First, every policy issued or renewed is required by law to include the endorsement. Second, the claim involved appears to have arisen right when the new regulations went into effect, so it dealt with a situation where a plaintiff could call into question whether the new endorsement controlled. If plaintiff raised such an issue, defendant should have been afforded an opportunity to respond rather than ruling against them by fiat.

A Nurse's Peer Review Not Enough

In SZ Med. P.C. v Country-Wide Ins. Co., 2006 NYSlipOp 26194, decided May 17, 2006, the appellate term second department held in part that a nurse's unsworn peer review was not enough to establish lack of medical necessity,absent some proof of the ability of that nurse to give a medical opinion. I think I know at least one nurse who would disagree with the latter part of the court's reasoning.

180 Rule Viable But You Need Proof

In Continental Med., P.C. v Travelers Indem. Co. , 2006 NYSlipOp 50841(U), decided May 11, 2006, the appellate term, first department reversed summary judgment for defendant on the 180 day rule, in effect saying that insufficient proof was put forward as to the date of receipt of the notice of loss.

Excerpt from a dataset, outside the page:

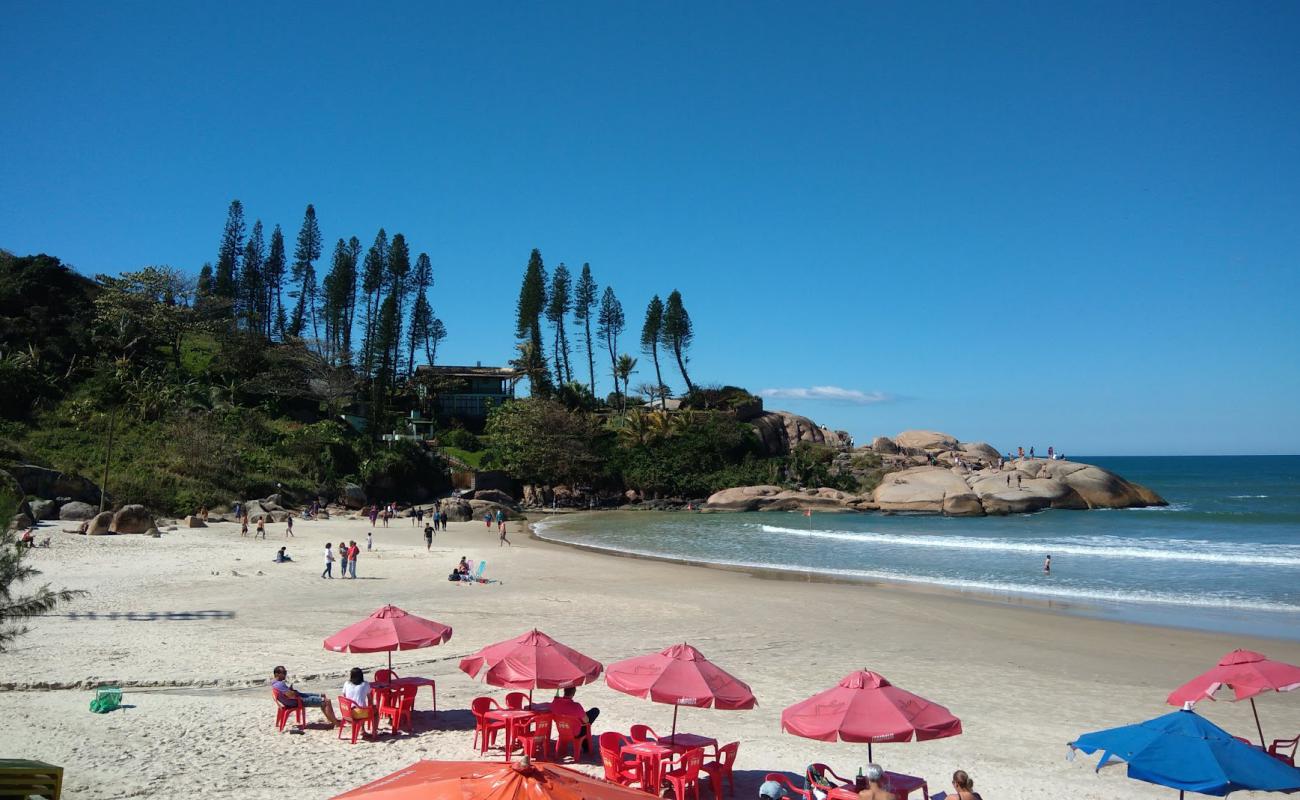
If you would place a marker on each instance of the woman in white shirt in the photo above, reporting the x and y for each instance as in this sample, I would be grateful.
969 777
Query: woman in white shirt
358 690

Track and Confirm Receipt Alone Is Not Proof of Mailing

In New York and Presbyterian Hospital, a/a/o Richard Udland, et al., v. Allstate Insurance Company, (Index No. 6510/04), 2006 NY Slip Op 03558, the Appellate Division, Second Department upheld denial of summary judgment on a cause of action where plaintiff sought to prove mailing solely based upon a Track and Confirm receipt without adequate support. "Here, no presumption of mailing was created because the affidavit of the plaintiffs' billing service representative did not state that he actually mailed the particular claim alleged in the second cause of action to the defendant ... or describe his office's practice and procedure for mailing no-fault claims to insurers."

Wednesday, May 03, 2006

And now for something off topic

Who is suing David Letterman, and why? Does it involve no-fault?
Is Dick Schaefer involved?

Plaintiff's Affidavits Must Be Specific

In A.B. Med. Servs. PLLC v Allstate Ins. Co., 2006 NYSlipOp 50746(U) decided April 27, 2006, the Appellate Term, Second Department held that plaintiff's billing manager's affidavit was not specific as to which of the provider companies he was a billing manager, and denied plaintiff's motion for summary judgment.

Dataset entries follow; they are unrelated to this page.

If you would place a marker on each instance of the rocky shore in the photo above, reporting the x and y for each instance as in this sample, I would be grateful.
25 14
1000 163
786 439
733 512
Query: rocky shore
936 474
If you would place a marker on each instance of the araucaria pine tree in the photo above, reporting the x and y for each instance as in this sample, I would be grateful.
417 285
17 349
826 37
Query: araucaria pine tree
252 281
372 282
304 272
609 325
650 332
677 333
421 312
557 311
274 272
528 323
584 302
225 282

No Summary Judgment Before Discovery Complete

Congratulations to Jeremy Kosin of Bruno Gerbino for his win in SK Medical v. New York Central Mutual, 2006 NY Slip Op 50721(U), decided April 5, 2006 in Civil Court, Richmond County by Judge Sweeney.

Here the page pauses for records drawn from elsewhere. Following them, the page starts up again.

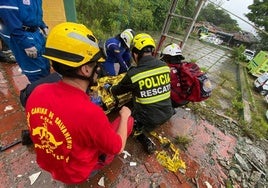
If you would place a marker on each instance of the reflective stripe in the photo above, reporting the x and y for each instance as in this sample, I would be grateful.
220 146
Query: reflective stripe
9 7
153 99
34 71
149 73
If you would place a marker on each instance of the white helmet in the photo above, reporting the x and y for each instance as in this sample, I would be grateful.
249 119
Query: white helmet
172 50
127 36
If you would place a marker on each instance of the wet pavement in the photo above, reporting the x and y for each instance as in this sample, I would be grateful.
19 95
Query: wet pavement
207 145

Judge Sweeney held that plaintiff was not entitled to summary judgment because discovery as to non-precluded defenses was still outstanding. Judge Sweeney expanded on a ruling in A.B. Medical Services PLLC v. Utica Mut. Ins. Co., 2006 NY Slip Op. 26068[App. Term, 2nd & 11th Jud. Dists.]

Out of State Insurers Off the Hook?

If you have occasion to handle claims being made against an out of state insurer who has not filed with the insurance department to offer coverage in New York, you might want to check out Marshall v. Nationwide Mutual Company, 166 A.D.2d 852.

Thanks to Christopher A. Wong with Bruce Sommerstein & Associates for this tip.